COLUMN: Art isn’t black and white in Florence

Arts Filler

I was about 11 years old when I first visited the 
Louvre.

My mother is from France, and it was my earliest memory of exploring Paris with her family. I was wooed, as most tweens would be, by the large, glass pyramid I had seen in many pictures.

At that age there was just one piece of art I knew of in the Louvre that I longed to see. It was, of course, the “Mona Lisa.”

Aisle after aisle of paintings and sculptures eventually led to a room with 20 or 30 people crowded around a wall.

I didn’t need to ask what everyone was trying to see. I wiggled my way around tourists with flashing cameras until I was standing right up against the rope guarding the painting.

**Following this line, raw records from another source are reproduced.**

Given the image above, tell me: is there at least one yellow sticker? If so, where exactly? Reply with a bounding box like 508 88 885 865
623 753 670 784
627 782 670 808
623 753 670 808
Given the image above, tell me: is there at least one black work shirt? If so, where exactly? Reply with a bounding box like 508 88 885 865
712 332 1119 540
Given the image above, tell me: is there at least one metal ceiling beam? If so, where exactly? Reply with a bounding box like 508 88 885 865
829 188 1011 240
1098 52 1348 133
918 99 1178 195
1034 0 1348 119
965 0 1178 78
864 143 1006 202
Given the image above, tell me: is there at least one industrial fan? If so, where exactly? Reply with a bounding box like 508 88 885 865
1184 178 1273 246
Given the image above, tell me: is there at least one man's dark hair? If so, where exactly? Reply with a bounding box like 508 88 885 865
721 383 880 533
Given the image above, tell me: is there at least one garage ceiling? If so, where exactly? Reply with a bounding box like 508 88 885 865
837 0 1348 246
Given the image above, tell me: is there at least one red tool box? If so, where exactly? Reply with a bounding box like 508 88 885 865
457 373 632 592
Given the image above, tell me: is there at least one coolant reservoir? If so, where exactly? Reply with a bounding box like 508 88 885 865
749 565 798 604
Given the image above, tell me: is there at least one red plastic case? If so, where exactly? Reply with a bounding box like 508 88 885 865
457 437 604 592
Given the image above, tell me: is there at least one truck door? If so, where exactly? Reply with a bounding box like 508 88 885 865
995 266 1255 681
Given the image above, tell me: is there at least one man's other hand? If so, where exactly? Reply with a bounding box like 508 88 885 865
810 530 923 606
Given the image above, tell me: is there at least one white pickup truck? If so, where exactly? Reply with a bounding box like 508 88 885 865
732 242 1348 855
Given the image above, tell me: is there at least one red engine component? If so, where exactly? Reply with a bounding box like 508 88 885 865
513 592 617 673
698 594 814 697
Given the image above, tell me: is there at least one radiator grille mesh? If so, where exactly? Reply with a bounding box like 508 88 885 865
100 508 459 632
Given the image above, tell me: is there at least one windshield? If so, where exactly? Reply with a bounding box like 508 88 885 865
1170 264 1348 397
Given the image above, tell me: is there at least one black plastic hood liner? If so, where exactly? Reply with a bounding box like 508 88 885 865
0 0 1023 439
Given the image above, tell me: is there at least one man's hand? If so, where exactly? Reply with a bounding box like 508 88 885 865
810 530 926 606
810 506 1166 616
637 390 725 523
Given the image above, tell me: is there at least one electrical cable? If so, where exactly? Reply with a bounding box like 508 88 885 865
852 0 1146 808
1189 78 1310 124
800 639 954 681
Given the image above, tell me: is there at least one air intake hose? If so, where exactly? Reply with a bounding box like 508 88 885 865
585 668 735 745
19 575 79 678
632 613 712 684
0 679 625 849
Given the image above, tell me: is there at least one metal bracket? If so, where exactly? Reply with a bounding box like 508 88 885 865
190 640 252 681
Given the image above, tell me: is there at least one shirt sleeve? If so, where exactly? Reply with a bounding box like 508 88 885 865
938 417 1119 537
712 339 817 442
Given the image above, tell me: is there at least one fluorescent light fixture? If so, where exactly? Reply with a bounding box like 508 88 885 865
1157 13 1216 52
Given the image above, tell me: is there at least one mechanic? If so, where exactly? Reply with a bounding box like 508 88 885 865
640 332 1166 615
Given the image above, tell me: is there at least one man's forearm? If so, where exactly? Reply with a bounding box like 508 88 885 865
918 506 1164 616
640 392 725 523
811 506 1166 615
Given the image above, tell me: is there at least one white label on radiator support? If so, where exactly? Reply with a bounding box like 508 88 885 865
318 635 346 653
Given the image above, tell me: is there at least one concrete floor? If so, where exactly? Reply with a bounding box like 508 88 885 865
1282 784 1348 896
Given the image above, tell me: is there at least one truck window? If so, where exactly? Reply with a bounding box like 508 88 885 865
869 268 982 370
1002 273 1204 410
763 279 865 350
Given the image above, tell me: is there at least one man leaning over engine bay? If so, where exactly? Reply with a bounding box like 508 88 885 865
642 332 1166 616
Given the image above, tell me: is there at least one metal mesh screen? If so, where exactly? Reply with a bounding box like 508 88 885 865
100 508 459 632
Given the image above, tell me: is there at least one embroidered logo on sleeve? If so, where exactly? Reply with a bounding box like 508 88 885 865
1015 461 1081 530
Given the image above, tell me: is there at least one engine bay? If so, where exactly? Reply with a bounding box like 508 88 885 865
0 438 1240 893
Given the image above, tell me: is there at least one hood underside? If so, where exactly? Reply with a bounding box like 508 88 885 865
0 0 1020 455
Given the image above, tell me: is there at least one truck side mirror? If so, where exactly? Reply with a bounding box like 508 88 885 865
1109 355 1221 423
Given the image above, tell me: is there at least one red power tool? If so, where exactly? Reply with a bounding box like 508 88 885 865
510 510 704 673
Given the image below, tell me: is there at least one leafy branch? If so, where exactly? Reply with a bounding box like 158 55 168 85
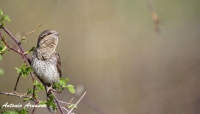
0 10 86 114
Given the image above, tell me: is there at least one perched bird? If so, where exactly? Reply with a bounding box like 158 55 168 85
31 30 61 113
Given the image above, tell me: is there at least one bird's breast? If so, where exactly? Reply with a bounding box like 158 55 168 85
31 57 60 84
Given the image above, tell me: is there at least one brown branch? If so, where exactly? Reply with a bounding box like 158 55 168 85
0 25 31 66
51 92 64 114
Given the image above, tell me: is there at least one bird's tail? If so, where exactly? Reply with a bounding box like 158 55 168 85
47 94 57 113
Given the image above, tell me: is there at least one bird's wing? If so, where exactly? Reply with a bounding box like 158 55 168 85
55 53 62 77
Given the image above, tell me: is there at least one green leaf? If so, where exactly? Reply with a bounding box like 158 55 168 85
39 101 47 105
24 47 35 54
15 67 21 74
67 85 75 94
0 68 4 75
4 15 11 22
59 79 66 85
23 98 31 102
0 54 2 60
2 110 18 114
65 78 69 84
33 80 39 85
0 9 3 15
26 86 33 95
15 64 33 78
46 95 56 110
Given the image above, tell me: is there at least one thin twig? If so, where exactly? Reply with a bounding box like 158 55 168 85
14 73 21 91
147 0 160 32
67 92 86 114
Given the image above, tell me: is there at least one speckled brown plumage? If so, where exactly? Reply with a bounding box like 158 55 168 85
31 30 61 113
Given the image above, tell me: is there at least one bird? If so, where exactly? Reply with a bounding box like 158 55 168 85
31 30 62 113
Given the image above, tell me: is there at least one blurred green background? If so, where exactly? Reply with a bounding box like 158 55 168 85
0 0 200 114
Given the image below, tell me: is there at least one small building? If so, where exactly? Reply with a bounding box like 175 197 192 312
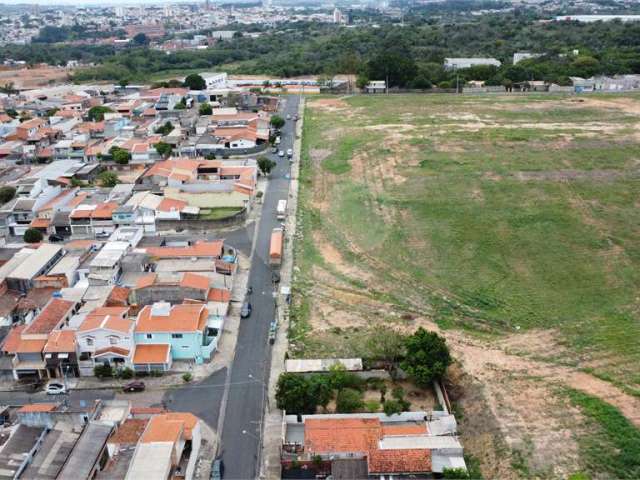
444 58 502 70
364 80 387 93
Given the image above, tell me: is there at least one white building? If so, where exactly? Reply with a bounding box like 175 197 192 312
444 58 502 70
200 72 227 90
513 52 542 65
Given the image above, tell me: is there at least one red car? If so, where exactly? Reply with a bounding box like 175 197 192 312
122 380 144 392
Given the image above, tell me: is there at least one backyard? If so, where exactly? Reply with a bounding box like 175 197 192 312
289 95 640 477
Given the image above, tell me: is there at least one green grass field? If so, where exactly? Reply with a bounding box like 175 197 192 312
292 95 640 391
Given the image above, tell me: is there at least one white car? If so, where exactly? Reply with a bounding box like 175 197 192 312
46 382 67 395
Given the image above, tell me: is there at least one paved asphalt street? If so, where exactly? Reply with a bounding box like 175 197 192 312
0 96 300 480
220 96 300 479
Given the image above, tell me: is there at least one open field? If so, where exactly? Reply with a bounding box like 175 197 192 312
290 95 640 478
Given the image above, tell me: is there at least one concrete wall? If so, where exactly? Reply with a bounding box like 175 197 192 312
156 209 247 232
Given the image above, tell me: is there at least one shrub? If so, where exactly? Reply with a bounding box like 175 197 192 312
382 400 403 416
364 400 380 413
336 388 364 413
22 228 44 243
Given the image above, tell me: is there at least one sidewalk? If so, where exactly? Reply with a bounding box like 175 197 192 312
260 97 305 480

It was much smaller than I had expected. The shock and awe I had long expected didn’t come as I glanced into her eyes peaking to her left. I took a photo for proof I had seen the most famous painting in the world, but left disappointed by how unmoved I felt by the portrait so many claimed to be perfection.

I recall this moment to bring about two points in my columns to come. Firstly, as I study abroad in Florence, Italy, and travel to other places on weekends and spring break, I’ll be honest in my opinions of what I see in each new place.

While my appreciation for and understanding of art has grown drastically since my first encounter with the “Mona Lisa,” it’s important to establish your own opinion and take on art. That’s why art any given piece can have countless fans as well as numerous haters.

That’s what I find to be the most intriguing about art. It’s like taste buds. What one person may love will be strongly disliked by the next. However, what I find the most fascinating is how bendable the rules are in defining art.

While I’ll spend a fair share of time visiting the greats like the “Last Supper” and the Leaning Tower of Pisa, I’ll also be reporting back on the non-traditional forms of art — the art found outside the museum and the art we may not read about in travel books.

According to the Oxford English Dictionary, the definition of art is “works produced by human creative skill and imagination.” So often the primary thought that comes to mind when we hear the word art is a painting or picture of some sort.

We don’t always think of the art that is an extraordinary dish of food, the traditions of a small town, or creations found at a local market.

I won’t claim to be an amazing painter or drawer who is overly qualified to report on the great works of art that exist all over the world. If we are going by my qualifications it starts and ends with the photojournalism and 
watercolor classes I’ll be taking this semester.

The fact that I’m not an overly experienced artist isn’t necessarily a bad. In fact I like to think it will be a good thing.

While I’m no expert on Leonardo da Vinci or Pablo Picasso, I do have an eye for the beauty and art found in the unexpected. I may be a rookie artist, but that nonetheless allows me the opportunity to find my own definition art this semester, and I intend to color outside the lines.